# The Train Collectors Association



## Guest (Jan 8, 2017)

To begin with, I am so thankful that I can start this thread and talk about the TCA in a civil manner. Not the case elsewhere. I started it on the O-Gauge topic as the vast majority of the makeup of the TCA are O-Gauge enthusiasts. I joined many years ago when the folks who frequented my LHS told me that joining would add considerably to my enjoyment of our hobby, not to mention the ability to attend the York Meet. So I made application and joined. Let me say emphatically, I never have regretted this move. *It was one of the best things I have ever done in the hobby. *

So what do I get from my membership? First and foremost, *friends* that I would have never met otherwise. This alone is worth the investment. Then, there is the York Meet that gives Elizabeth and I a considerable amount of pleasure. We make it a twice a year "must do". There have been recent changes to open this Meet to non-members on Saturday, but that change makes zero difference to me in terms of the continuation my membership. I do enjoy the TCA publications as well. We also participate in the TCA Manufacturers Presentations held during York Week at the Museum. I am too far away from most of the Division functions to participate, but that does not bother me in the least. When you add up all of the benefits available to you, It just makes good sense to join.

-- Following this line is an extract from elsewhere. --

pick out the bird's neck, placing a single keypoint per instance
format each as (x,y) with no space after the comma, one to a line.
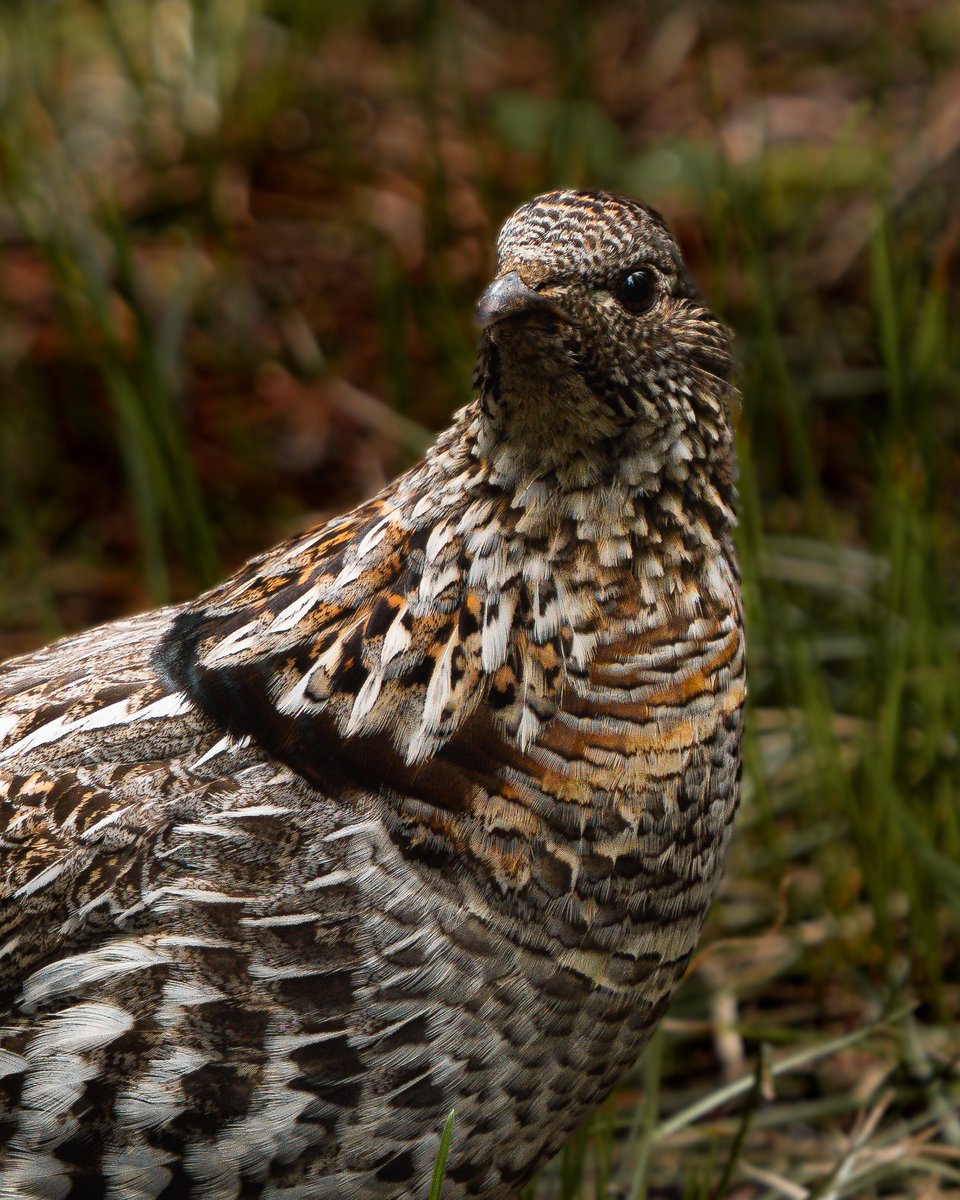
(654,502)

So if you are on the fence about joining the TCA, just do it, you won't regret it. The membership fee will be repaid in so many positive ways.

I started this thread as within the last day one of our Forum members announced that he had joined the TCA. Good move! And when you stop to think about it, the April York Meet is not that far away. So get your membership application in progress now so you will be ready to attend our York Meet MTF Dinner and other MTF activities held in concert with this Meet.


----------



## Spence (Oct 15, 2015)

I let my membership drop back a few years ago. I haven't been to York since 2006 & felt no need for it. It was not a financial hardship or any other reasons as beat to death on the OGR forum. . If I make it to York again I will rejoin.


----------



## seayakbill (Jan 16, 2016)

I belong to the TCA, LCCA, and LOTS. I joined the TCA to attend York otherwise I would just have membership in the LCCA and LOTS. 

IMO, the LCCA and LOTS both are more club friendly than the TCA. I have attended at least one of the clubs annual national conventions for the past 25 years. Usually my selection is based on the location or activities. They all put on a great conventions but to be honest, the LCCA seems to me to have the best conventions. The TCA convention this year is in Pittburgh and I think that will be the one I attend. The LCCA will be in Tacoma and LOTS in Denver this year.

Bill


----------



## Lee Willis (Jan 1, 2014)

I recently renewed. $50 is not too much for what you get, I think.


----------



## bluecomet400 (Sep 13, 2015)

I'm proud to be a second-generation TCA member. My Dad joined in 1966, and as soon as I was old enough, he signed me up as a "family member" under his membership.


----------



## Mike-R (Dec 25, 2016)

I've been a TCA member for 20 years. To me, the locals shows are OK, but really York makes it all worthwhile.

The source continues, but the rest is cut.